Divvy is a platform that helps businesses manage payments and subscriptions, build strategic budgets, and eliminate expense reports.

In early May 2021, Bill.com acquired corporate expense management software developer Divvy. The deal is valued at $ 2.5 billion.

In 2015, Blake Murray ran 6 establishments in the Pizza Studio chain. He was constantly annoyed by the accumulated reports from employees, which made it difficult to track expenses.

So he came up with an idea for a startup: a financial technology that would help small businesses manage their accounts.

Most small businesses are not qualified for corporate cards, and large employers are reluctant to issue credit cards for employees.

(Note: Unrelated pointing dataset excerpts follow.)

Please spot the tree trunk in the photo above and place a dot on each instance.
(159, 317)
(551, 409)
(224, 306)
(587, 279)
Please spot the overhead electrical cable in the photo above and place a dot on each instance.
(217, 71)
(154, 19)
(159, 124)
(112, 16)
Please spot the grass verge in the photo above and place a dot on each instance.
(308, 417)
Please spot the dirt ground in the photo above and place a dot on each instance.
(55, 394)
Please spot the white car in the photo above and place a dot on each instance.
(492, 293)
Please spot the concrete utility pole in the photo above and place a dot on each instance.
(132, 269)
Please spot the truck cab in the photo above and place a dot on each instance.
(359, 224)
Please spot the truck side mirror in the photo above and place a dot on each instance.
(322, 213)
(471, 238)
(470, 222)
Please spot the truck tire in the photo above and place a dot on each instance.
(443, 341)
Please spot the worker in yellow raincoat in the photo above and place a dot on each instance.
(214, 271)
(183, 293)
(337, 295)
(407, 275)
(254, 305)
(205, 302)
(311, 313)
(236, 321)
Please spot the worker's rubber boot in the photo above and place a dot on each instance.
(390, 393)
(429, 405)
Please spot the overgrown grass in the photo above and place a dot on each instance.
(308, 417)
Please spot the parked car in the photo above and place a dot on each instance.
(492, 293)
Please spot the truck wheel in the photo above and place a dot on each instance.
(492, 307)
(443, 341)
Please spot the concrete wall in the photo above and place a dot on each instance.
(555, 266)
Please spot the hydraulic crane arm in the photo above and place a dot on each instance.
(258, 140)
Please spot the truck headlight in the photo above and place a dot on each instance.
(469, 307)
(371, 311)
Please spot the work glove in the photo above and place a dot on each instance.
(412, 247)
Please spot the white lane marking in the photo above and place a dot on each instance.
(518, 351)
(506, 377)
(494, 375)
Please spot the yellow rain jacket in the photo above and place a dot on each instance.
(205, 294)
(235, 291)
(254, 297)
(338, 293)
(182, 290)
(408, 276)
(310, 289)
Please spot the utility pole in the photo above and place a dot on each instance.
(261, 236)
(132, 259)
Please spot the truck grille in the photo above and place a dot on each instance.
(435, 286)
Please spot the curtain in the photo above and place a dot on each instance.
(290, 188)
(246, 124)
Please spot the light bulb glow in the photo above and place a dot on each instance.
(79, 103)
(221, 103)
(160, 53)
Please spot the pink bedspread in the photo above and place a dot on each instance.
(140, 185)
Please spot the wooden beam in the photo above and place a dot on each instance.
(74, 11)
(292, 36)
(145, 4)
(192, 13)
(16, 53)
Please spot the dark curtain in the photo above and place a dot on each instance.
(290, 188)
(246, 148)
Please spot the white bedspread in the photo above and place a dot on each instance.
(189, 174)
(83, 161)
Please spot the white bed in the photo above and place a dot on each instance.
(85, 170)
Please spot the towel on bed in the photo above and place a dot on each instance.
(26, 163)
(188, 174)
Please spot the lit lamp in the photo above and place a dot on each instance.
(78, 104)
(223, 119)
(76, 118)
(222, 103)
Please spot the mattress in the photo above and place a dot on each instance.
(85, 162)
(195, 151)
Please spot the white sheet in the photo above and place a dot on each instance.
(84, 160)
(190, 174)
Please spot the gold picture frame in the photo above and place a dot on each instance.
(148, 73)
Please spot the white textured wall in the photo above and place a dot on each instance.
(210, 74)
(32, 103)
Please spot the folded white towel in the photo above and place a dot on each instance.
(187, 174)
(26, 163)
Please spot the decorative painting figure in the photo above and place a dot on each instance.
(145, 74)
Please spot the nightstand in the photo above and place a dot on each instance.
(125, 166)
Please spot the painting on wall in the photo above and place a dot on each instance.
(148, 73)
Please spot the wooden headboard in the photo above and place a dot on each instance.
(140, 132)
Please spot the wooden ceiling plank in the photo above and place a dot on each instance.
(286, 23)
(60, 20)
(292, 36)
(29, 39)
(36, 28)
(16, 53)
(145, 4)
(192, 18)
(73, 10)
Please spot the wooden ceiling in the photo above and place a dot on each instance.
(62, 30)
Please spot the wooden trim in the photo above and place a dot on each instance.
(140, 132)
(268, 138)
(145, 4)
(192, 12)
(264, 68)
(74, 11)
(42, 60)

Therefore, many Americans use personal money for business expenses, which can lead to unnecessary spending for the company and complicate control over financial transactions.

Divvy solves the problem with the following features.

Control of spending. Each employee can get a credit card with a limit for business expenses. The financier can determine the budget of the project in advance, and then divide it among the employees. Such a scheme makes it impossible to exceed the limit - for this you need to get permission from the manager.

Track expenses. The program with a convenient and intuitive interface allows you to track your expenses in real time. This eliminates the need to check old receipts.

Both individuals and legal entities can become a Divvy user.

The platform is completely free for companies and their employees. This sets the startup apart from competitors like Concur and Expensify, which charge based on user count or on a monthly basis. The company makes money by taking part of the funds from the purchase.

In total, Divvy raised $ 417.5 million in investments. New Enterprise Associates, Insight Venture Partners, NEA, Pelion Ventures, PayPal Ventures, Album VC, Hanaco, Whale Rock, Schonfeld and others have invested in the startup.